Analysis of the Joint Distribution of Disproportionate Share Hospital Payments. Recent Changes in Medicaid DSH Policies


The BBA contained several provisions that affected the amount and distribution of Medicaid DSH payments. To restrict the use of federal funds to finance care in state-owned institutions for mental disease (IMDs) (which traditionally were viewed as a state and local responsibility), the BBA limited the proportion of a state's DSH payments that could go to IMDs to 33 percent by fiscal year 2002.4

The BBA also reduced the state-specific federal DSH allotments by $10.4 billion between 1998 and 2002. After 2002, federal DSH expenditures are to increase at the nationwide general rate of inflation (all urban CPI), subject to a state-specific ceiling of 12 percent of the state's total Medicaid expenditures in each year (Coughlin, Ku, and Kim 2000). The BBRA later raised the Medicaid DSH ceilings for several states.
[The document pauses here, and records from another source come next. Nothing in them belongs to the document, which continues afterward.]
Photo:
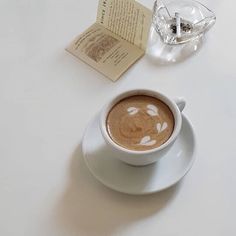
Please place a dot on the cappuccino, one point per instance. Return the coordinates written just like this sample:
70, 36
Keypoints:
140, 123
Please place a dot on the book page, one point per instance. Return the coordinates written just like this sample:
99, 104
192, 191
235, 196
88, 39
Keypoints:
105, 51
126, 18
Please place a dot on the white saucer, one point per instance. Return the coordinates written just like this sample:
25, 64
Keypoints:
124, 178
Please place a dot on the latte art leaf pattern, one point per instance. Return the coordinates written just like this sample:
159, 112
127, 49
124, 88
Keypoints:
152, 110
162, 127
132, 110
146, 140
140, 123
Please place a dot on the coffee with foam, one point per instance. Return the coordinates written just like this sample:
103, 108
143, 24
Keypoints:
140, 123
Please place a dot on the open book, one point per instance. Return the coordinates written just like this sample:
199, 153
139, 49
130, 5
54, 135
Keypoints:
116, 40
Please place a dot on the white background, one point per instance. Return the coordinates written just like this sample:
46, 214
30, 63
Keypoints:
47, 98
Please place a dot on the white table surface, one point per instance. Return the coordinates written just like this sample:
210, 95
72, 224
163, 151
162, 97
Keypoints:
45, 187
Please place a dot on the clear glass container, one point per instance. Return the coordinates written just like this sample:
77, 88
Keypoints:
180, 21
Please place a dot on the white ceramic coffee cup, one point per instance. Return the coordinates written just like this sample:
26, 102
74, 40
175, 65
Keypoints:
141, 158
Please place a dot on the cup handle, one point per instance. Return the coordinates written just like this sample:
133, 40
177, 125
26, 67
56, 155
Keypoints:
180, 102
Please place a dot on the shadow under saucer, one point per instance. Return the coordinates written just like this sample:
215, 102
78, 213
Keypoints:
89, 208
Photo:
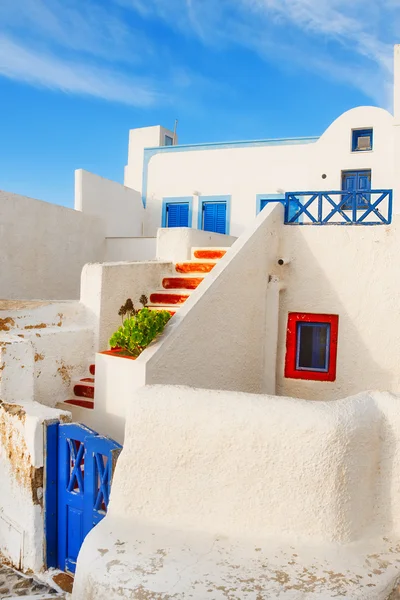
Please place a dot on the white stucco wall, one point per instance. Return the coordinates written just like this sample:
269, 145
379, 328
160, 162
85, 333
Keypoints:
139, 139
130, 248
220, 493
244, 172
175, 244
120, 207
43, 248
105, 287
44, 348
218, 337
351, 272
22, 457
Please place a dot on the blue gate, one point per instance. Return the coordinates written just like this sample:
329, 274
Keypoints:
85, 463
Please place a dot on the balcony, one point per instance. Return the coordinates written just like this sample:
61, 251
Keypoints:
371, 207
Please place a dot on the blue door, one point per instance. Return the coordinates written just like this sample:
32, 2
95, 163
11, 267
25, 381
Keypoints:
86, 464
358, 182
214, 217
177, 214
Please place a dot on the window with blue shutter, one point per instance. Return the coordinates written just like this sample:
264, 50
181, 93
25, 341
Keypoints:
178, 214
214, 217
359, 182
362, 140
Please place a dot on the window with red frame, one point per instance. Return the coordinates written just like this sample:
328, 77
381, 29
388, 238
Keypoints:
311, 346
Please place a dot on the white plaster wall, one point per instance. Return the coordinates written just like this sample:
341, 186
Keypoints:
44, 347
43, 248
279, 466
130, 248
351, 272
220, 493
218, 337
139, 139
120, 207
22, 455
175, 244
105, 287
245, 172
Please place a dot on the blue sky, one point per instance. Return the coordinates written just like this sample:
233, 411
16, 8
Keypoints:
76, 75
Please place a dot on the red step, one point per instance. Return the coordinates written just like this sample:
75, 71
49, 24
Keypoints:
82, 403
84, 391
194, 267
167, 298
187, 283
210, 254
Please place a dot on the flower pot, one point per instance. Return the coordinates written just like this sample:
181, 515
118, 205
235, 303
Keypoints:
118, 352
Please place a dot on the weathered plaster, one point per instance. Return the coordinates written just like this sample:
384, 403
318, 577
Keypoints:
60, 243
246, 496
22, 458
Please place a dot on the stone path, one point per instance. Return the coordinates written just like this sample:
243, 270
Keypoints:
14, 585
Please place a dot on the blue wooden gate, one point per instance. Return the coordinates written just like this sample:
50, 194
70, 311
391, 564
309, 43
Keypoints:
86, 463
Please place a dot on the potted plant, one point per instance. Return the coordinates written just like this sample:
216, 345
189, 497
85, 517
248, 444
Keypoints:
139, 328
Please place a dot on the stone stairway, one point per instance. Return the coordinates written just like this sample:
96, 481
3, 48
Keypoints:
175, 291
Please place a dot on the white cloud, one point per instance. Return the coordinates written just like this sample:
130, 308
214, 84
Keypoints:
29, 66
348, 40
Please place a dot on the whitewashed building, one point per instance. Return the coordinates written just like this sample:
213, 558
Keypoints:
279, 260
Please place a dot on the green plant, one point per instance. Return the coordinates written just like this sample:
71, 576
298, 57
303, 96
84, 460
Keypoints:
139, 330
128, 310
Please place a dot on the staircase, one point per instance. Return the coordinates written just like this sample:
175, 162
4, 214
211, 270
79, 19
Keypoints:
175, 291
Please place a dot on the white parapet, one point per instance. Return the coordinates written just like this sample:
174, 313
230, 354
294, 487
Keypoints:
261, 495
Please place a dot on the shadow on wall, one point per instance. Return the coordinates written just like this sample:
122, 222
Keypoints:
342, 271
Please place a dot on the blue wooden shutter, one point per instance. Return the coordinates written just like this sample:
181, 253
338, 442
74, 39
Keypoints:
214, 217
178, 214
220, 224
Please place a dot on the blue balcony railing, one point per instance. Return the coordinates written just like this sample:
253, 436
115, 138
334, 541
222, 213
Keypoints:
372, 207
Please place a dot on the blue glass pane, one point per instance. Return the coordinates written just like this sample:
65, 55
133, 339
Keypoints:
313, 346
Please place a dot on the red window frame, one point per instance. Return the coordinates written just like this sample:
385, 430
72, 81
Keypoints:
291, 346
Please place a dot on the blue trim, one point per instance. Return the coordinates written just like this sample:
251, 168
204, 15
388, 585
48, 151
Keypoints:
152, 151
178, 199
345, 198
271, 197
357, 133
226, 199
50, 495
327, 326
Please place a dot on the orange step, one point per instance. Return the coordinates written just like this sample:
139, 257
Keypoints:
209, 254
194, 267
168, 298
84, 391
187, 283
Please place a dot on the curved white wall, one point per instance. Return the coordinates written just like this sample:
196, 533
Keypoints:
244, 172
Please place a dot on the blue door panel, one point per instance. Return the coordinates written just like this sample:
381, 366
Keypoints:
85, 466
357, 181
178, 214
214, 216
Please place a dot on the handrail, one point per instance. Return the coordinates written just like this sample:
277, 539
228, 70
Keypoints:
358, 207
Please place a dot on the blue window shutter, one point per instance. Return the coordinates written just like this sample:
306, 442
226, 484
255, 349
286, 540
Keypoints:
364, 181
221, 218
214, 217
209, 217
178, 214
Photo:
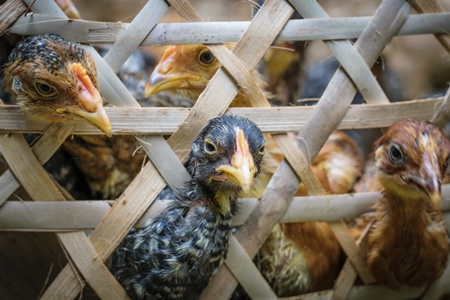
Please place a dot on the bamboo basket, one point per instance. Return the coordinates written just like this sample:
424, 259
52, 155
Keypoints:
110, 221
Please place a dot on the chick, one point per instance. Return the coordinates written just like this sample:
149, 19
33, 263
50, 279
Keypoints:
176, 253
408, 243
54, 79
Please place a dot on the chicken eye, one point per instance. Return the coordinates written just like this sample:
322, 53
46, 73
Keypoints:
206, 57
45, 90
262, 150
395, 154
446, 163
210, 148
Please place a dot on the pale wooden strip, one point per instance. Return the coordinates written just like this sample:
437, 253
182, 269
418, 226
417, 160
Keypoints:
90, 32
247, 273
163, 121
135, 33
86, 215
340, 91
368, 292
348, 275
43, 149
348, 56
10, 11
442, 114
86, 259
432, 6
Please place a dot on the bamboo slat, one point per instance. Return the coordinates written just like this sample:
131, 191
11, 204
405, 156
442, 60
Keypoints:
90, 32
163, 121
43, 149
432, 6
10, 11
86, 215
41, 188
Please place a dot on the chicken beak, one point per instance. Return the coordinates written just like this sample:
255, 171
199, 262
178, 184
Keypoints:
242, 169
166, 76
98, 118
90, 102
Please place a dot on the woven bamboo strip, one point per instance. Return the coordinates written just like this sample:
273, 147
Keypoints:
10, 11
315, 133
347, 55
90, 32
43, 149
442, 114
41, 188
86, 215
432, 6
162, 121
348, 275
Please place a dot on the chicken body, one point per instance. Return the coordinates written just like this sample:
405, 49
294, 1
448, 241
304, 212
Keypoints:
174, 255
408, 243
301, 257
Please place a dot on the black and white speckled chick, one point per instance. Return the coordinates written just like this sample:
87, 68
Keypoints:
54, 79
174, 255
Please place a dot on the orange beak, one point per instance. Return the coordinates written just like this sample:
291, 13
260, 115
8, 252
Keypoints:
165, 76
242, 169
90, 103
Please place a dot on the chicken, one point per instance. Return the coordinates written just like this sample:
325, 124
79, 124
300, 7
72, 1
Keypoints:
55, 80
408, 243
186, 70
176, 253
302, 257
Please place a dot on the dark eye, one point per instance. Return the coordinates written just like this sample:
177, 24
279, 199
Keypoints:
262, 150
210, 148
45, 89
395, 154
206, 57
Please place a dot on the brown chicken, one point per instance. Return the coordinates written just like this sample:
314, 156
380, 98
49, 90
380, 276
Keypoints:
408, 243
302, 257
298, 257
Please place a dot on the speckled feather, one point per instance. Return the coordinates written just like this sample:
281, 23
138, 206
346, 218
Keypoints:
46, 57
175, 254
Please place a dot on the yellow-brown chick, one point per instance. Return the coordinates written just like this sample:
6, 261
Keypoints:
186, 70
54, 79
408, 243
108, 165
302, 257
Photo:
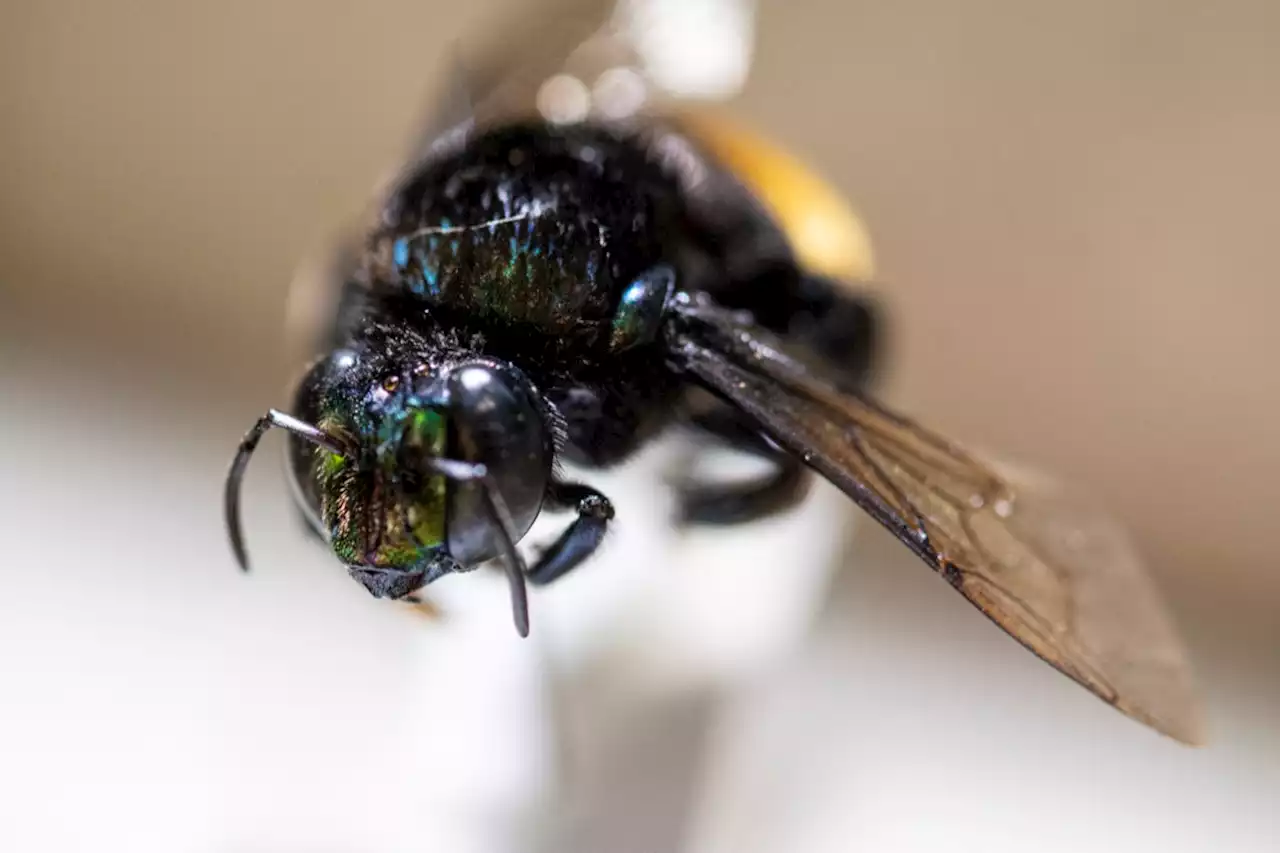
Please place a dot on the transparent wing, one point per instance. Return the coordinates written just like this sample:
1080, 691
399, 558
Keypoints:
1052, 571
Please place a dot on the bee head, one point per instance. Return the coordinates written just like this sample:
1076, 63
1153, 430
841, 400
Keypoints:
414, 461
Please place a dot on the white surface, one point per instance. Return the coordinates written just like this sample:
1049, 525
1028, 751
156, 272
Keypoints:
152, 699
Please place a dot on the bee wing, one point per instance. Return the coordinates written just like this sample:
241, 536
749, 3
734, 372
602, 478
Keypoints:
1052, 571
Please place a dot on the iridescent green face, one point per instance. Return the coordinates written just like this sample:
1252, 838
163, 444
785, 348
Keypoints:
388, 512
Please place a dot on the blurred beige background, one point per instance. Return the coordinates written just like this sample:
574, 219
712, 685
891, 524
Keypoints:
1074, 206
The BIPA provided further relief by setting 2001 state-specific allotments at 2000 levels adjusted for inflation and setting 2002 allotments at 2001 levels adjusted for inflation. The allotments for states with extremely low DSH payments (defined as FY1999 expenditures greater than zero but less than one percent of total state expenditures) were increased to one percent in FY2001 and increased for inflation thereafter. Also, states were permitted to provide DSH payments up to 175 percent of net uncompensated care costs to public hospitals for two years.

4.  The Medicaid statute defines an "institution for mental diseases" as a hospital, nursing facility, or other institution of more than 16 beds, that is primarily engaged in providing diagnosis, treatment, or care of persons with mental diseases, including medical attention, nursing care, and related services.